Miami Democratic state Rep. Dotie Joseph is sponsoring a bill that would provide tax credits to farmers who practice “carbon farming.”
That process aims to not only to cut carbon emissions but also to keep carbon stored inside a farm’s soil.
Carbon farming is still somewhat new, and the benefits have not yet been proven. But advocates argue that farmers can engage in practices that will release less carbon into the atmosphere, instead of keeping it stored in the soil, which could help slow the process of climate change.
The measures from Joseph and Rodríguez would endorse those goals.
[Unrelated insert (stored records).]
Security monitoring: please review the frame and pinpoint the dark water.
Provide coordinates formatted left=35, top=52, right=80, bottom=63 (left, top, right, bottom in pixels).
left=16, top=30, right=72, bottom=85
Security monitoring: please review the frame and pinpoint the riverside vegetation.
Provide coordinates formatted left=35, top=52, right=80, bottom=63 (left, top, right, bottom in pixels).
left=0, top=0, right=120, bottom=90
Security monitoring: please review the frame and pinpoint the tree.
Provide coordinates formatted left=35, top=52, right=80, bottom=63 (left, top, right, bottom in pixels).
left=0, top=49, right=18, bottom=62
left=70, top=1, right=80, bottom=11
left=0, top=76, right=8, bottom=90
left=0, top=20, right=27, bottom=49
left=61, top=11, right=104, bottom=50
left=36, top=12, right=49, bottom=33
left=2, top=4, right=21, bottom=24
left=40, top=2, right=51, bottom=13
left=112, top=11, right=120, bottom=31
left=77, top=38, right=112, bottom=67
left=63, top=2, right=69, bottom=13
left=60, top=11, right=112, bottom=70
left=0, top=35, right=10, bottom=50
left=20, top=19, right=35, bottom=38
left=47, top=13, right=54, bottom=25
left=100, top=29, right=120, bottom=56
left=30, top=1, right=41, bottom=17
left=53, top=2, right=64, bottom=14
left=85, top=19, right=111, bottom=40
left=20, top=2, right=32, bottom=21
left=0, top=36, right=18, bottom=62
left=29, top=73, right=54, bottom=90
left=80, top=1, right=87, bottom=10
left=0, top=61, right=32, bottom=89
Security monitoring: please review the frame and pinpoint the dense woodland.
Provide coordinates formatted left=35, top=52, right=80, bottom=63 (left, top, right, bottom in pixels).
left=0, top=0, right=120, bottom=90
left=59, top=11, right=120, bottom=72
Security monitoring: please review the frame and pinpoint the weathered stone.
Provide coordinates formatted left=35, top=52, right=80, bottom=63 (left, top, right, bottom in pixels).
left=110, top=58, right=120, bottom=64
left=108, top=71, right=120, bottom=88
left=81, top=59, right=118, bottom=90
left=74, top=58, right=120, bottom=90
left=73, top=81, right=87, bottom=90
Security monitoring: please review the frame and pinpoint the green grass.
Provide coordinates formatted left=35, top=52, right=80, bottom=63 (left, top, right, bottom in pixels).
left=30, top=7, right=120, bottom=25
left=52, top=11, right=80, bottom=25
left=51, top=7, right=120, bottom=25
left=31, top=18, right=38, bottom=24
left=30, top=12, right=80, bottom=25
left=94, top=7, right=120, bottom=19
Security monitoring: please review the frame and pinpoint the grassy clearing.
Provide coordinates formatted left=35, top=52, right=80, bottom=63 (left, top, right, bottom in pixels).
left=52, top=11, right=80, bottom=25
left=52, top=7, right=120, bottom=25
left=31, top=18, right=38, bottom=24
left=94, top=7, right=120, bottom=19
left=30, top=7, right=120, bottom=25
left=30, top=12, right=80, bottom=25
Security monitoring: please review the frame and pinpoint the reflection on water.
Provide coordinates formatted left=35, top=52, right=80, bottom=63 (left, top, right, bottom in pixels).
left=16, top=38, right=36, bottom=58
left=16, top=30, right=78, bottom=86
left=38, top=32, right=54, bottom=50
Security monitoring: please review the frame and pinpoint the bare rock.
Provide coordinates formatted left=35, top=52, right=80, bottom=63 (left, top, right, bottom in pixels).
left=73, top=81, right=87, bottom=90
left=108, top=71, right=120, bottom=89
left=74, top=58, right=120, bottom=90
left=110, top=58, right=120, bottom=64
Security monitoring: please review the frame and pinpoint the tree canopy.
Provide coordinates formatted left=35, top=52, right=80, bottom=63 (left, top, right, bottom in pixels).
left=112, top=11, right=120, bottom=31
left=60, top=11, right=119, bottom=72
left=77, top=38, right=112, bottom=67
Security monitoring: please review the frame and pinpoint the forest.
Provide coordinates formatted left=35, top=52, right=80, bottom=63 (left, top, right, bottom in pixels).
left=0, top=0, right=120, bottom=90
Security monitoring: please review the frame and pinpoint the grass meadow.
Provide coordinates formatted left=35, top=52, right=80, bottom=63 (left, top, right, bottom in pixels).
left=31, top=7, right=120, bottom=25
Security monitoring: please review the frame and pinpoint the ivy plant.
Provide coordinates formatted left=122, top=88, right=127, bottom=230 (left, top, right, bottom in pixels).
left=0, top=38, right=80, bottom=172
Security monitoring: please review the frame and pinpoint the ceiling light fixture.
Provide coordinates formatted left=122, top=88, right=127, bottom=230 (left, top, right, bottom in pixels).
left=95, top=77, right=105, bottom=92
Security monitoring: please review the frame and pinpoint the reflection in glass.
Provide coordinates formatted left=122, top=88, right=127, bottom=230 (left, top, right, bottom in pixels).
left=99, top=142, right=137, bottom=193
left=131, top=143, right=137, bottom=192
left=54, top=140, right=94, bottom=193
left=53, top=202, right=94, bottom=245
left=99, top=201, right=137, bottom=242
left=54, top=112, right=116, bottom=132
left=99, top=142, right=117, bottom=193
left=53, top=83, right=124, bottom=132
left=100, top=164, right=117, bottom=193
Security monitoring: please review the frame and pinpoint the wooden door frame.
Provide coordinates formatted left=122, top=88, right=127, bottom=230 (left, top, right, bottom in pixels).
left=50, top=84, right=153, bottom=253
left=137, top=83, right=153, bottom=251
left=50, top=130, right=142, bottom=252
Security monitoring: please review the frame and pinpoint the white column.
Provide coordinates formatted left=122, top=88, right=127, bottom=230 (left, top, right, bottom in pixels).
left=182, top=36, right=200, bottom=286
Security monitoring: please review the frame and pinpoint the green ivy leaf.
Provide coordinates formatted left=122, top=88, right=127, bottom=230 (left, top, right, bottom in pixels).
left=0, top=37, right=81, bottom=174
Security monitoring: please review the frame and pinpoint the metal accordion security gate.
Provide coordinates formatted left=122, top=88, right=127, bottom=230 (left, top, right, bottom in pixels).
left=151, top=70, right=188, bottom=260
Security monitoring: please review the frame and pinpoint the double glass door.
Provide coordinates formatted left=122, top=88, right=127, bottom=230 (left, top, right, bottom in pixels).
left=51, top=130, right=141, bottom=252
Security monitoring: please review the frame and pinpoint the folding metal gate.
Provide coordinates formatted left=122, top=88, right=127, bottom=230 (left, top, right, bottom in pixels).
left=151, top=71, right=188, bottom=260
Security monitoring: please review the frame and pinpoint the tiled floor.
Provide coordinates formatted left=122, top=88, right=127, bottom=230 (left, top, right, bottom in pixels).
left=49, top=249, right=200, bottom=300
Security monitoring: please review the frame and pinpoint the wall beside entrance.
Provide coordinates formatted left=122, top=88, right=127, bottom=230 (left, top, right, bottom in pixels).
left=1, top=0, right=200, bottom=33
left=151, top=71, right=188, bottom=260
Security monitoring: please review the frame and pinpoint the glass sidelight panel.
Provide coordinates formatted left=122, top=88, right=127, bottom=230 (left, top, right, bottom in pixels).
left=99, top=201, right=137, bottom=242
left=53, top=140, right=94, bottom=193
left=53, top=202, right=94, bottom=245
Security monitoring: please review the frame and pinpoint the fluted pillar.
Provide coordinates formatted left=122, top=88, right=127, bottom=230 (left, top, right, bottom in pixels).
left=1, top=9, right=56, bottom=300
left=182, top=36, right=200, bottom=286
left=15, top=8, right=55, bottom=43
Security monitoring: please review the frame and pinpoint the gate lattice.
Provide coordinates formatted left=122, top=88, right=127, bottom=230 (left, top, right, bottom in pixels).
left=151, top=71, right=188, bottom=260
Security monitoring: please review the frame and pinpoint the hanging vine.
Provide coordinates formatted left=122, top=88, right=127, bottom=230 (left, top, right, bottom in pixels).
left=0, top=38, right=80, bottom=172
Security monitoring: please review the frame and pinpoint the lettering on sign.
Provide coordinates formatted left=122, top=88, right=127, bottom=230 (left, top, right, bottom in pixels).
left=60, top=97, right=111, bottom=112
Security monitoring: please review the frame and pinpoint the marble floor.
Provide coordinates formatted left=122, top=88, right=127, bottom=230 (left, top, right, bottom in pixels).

“The Legislature finds that soil and vegetation management can significantly enhance soil and carbon sequestration, resulting in a wide range of environmental and agricultural benefits to this state’s farmers and residents, including increased yields, soil health, improved water quality, and reductions in greenhouse gasses,” the measures read.
“It is the intent of the Legislature to encourage farmers to further sequester and mitigate carbon in this state by establishing a carbon farming tax credit to reward and incentivize farmers to maintain or adopt practices that help maximize this state’s carbon sequestration potential.”
The legislation would allow the Secretary of the Department of Environmental Protection (DEP) to determine the final amount of the tax credit, in consultation with the state’s Agriculture Commissioner.
Any credits which exceed a taxpayer’s tax money owed for a given year may be carried over “for a period not to exceed 3 years.”
The DEP is also tasked with adopting rules to administer the program, “including, but not limited to, rules prescribing forms and application procedures, and may establish guidelines for making an affirmative showing of qualification for a credit and any evidence needed to substantiate a claim for credit under this section.”
If successful, the measure would take effect on July 1, 2020.